Um conceito relacionado à promoção da saúde é o empoderamento. Empoderar significa ter o controlo da própria vida e a capacidade de participar ativamente nos processos que conduzem a uma melhor saúde, em suas várias dimensões.
Empoderar significa que não se tem, à partida, controlo sobre uma determinada situação, mas adquire-se essa capacidade.
Burns, em 2020, destacava que as mulheres estão sub-representadas na área da saúde, com poucas em posições influentes, de liderança ou em cargos acadêmicos de topo, em comparação com os homens. A autora também salienta que as mulheres são menos frequentemente as autoras principais de publicações científicas de impacto ou participantes no desenvolvimento de diretrizes de prática clínica. Estas falhas em termos de igualdade de género têm amplas implicações, impactando, segundo Burns (2020), os pacientes, a ciência, as instituições e os sistemas de saúde.
É necessário, portanto, mais empoderamento, mais e melhores comportamentos para que as pessoas consigam racionalizar vários aspetos das suas vidas e se tornem mais conscientes dos atos que defendem a sua saúde física, mental, social e até espiritual.
Comportamento é comportamento. Não é um resultado
Michie et al. (2016) afirmam que, ao projetarmos um comportamento, é preciso ser específico, para não confundir comportamentos com resultados ou com as suas influências. Nesse processo, é essencial focarmo-nos em comportamentos específicos, pois estes: 1) ajudam a pensar de forma mais tangível; 2) tornam os resultados mais precisos; e 3) permitem identificar as barreiras que devemos remover para alcançar um comportamento mais saudável.
Os autores também refletem sobre a nossa tendência de focar-nos nos resultados que desejamos alcançar, ao invés de nos concentrarmos nos comportamentos que precisamos de mudar. No quotidiano, estamos mais habituados a pensar em resultados (na vida pessoal e profissional) do que em comportamentos, pelo que mudar esse foco pode ser um desafio. A ciência comportamental que os autores desenvolvem oferece as ferramentas necessárias para essa transformação.
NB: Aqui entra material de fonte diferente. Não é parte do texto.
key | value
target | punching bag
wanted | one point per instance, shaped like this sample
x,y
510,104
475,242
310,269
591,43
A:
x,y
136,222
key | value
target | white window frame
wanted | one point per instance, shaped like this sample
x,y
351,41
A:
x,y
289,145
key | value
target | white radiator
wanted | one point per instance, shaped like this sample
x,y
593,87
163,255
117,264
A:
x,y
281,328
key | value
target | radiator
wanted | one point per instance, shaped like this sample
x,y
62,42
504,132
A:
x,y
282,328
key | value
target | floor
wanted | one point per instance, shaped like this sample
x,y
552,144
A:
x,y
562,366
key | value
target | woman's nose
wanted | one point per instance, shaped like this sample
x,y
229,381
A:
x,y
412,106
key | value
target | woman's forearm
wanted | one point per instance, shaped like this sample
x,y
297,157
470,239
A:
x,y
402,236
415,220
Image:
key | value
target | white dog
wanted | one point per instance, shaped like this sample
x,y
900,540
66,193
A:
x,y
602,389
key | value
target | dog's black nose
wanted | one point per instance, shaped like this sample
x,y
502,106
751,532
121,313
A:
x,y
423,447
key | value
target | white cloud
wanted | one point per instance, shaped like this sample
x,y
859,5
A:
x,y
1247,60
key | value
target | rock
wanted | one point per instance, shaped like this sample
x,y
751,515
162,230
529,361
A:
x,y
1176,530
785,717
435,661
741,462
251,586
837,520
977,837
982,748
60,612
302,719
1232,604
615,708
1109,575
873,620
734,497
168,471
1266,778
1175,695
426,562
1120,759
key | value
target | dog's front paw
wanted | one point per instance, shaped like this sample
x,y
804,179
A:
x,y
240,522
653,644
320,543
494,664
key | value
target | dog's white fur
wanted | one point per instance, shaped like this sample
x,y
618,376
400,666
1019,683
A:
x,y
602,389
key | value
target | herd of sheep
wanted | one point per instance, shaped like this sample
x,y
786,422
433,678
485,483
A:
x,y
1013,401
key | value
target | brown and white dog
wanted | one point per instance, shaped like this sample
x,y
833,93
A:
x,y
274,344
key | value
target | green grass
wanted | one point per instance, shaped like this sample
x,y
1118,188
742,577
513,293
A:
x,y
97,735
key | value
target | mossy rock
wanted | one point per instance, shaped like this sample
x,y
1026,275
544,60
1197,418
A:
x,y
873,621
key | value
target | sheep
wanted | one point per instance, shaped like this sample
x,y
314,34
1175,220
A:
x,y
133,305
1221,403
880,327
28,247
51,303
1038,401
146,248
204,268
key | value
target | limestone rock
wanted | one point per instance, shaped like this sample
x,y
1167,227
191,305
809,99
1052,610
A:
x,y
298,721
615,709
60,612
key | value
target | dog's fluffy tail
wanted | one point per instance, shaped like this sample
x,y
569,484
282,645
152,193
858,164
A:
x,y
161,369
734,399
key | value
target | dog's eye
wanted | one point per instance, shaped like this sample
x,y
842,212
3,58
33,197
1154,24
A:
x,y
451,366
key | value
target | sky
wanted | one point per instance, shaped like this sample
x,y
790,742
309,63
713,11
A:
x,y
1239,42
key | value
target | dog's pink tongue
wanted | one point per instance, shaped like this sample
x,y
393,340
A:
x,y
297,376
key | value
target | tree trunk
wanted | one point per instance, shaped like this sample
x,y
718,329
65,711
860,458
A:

Quando não há competências, não há compreensão
As competências conferem às pessoas um conhecimento mais amplo, assim como capacidades, atributos e atitudes pessoais face aos desafios da vida, especialmente no que diz respeito à saúde e ao bem-estar.
A capacidade de tomar decisões está intimamente ligada à compreensão dessas decisões, sendo o uso adequado dessas competências um reflexo dessa compreensão. Quem não compreende pode agir, mas o fará de forma impensada, sem uma base racional ou consistente para a mudança.
Uma compreensão incorreta ou deficitária do mundo pode levar a comportamentos negligentes ou inapropriados, especialmente por parte de quem tem algum poder nas relações familiares, como cuidadores ou educadores.
É na família que se molda o perfil de atuação futura da criança e do jovem, não esquecendo, claro, o papel fundamental das escolas.
Conclusão
A literacia em saúde é a chave para um maior entendimento do outro, para uma maior compaixão e para a capacidade de ajudar os outros a compreender. Esse esforço é fundamental, especialmente começando com os mais jovens, para que as sociedades se tornem, de facto, mais fraternas, mais justas e mais compreensivas, permitindo decisões que afetam toda a saúde numa perspetiva biopsicossocial.
Compreender faz bem, e a literacia faz bem à saúde.